Malum güzellik Mostar Köprüsü
Blagay Tekkesi de diğer durağımız oluyor. Mükemmel bir manzaranın içinde, başka bir aleme açılan bir kapı sanki burası. Buna Nehri'nin kaynağında bulunan ve milli anıt olarak kabul edilen tekkeyi geziyoruz. Orada bulunan birinden tekkede ayin yapılmaya devam edildiğini ve yolda kalan vs kişilerin misafir edildiğini öğreniyoruz. Tekkenin camından dışarı bakınca kayalıkların dibinden doğan nehrin güzelliği zaten kalbinizi çalıyor, iç dünyayla dış dünyanın buluştuğu en güzel örneklerinden biri bana kalırsa. Tabii burada da nehrin soğuk suyuna sokuyorum ayaklarımı, hani bu güzelliği daha derinden hissedebilmek için.
Počitelj ise kendine has mimarisiyle yine görülmesi gereken şirin bir yerleşim yeri. Taş sokaklarda gezindikten sonra bir Boşnak kahvesi içmek de günün en tatlı anı oluyor. Akşam konaklamamız ise Hersek kısmında Trebinje şehrinde. "Nehre yansıyan şehir" olarak kalıyor bu şehir de aklımda. Öyle sakin, öyle kendi halinde ki... Dağların arasında ve nehrin kıyısında küçük bir merkezi olan şehir, insanda her şeyden uzakta olma hissi uyandırıyor. Akşamsa nehre bakan iki katlı bir otelde uykuya dalıyorum.
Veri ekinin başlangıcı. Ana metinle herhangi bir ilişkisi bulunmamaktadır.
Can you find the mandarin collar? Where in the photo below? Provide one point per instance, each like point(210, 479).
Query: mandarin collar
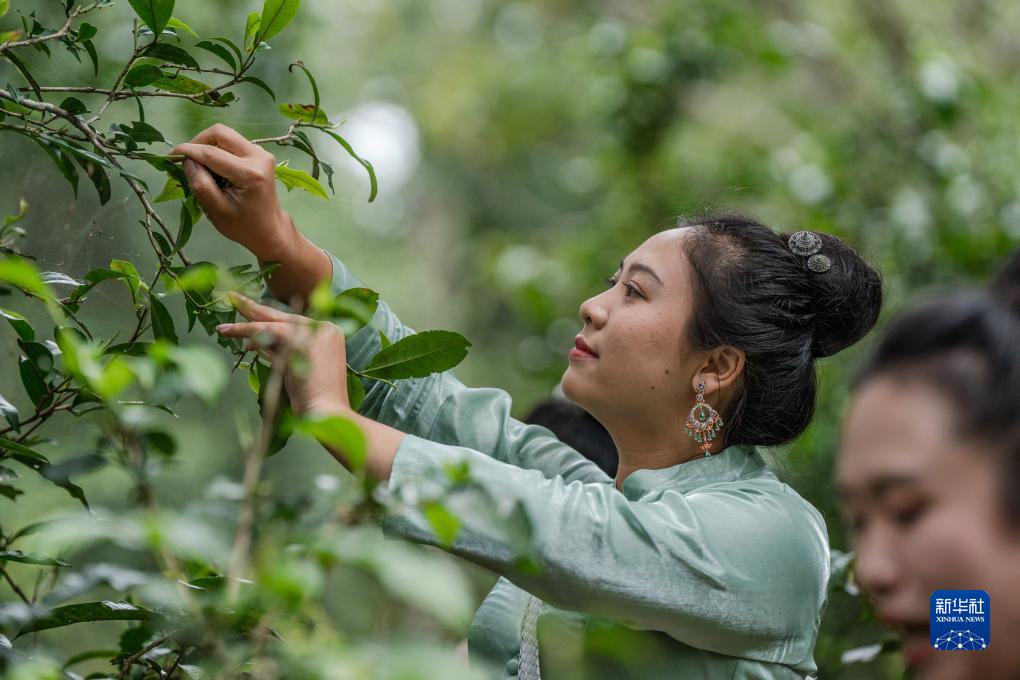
point(729, 464)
Taş mimarinin en güzel hali: Počitelj
Nehre yansıyan şehir: Trebinje
Üçüncü gün ise Arnavutluk'a gitmek üzere ayrılıyoruz Bosna'dan. Ama diyebilirim ki kalbimin bir kısmını buralarda bırakıyorum. Tur programında olmadığı ve vakitsizlik nedeniyle ziyaret edemediğim Bilge Kral Aliya İzzetbegoviç ve şehitlerin kabri ve Umut Tüneli ise bir daha gitmek için en geçerli gerekçelerim oluyor, malum suyu da içtik ;)
Yani Bosna'dan bana güzellik, hüzün, huzur, umut, bol bol Boşnak böreği ve güzel insanlar kalıyor. Başta bahsettiğim İlber Hoca'nın röportajında dediği gibi "İnsan bunaldığı zaman Bosna'ya gitmeli."
Yeşile ve gökyüzüne doymak
Son not: Boşnak arkadaşlarım dolayısıyla öğrendiğim ve sevdiğim bu şarkıyı da eklemeliyim mutlaka ;)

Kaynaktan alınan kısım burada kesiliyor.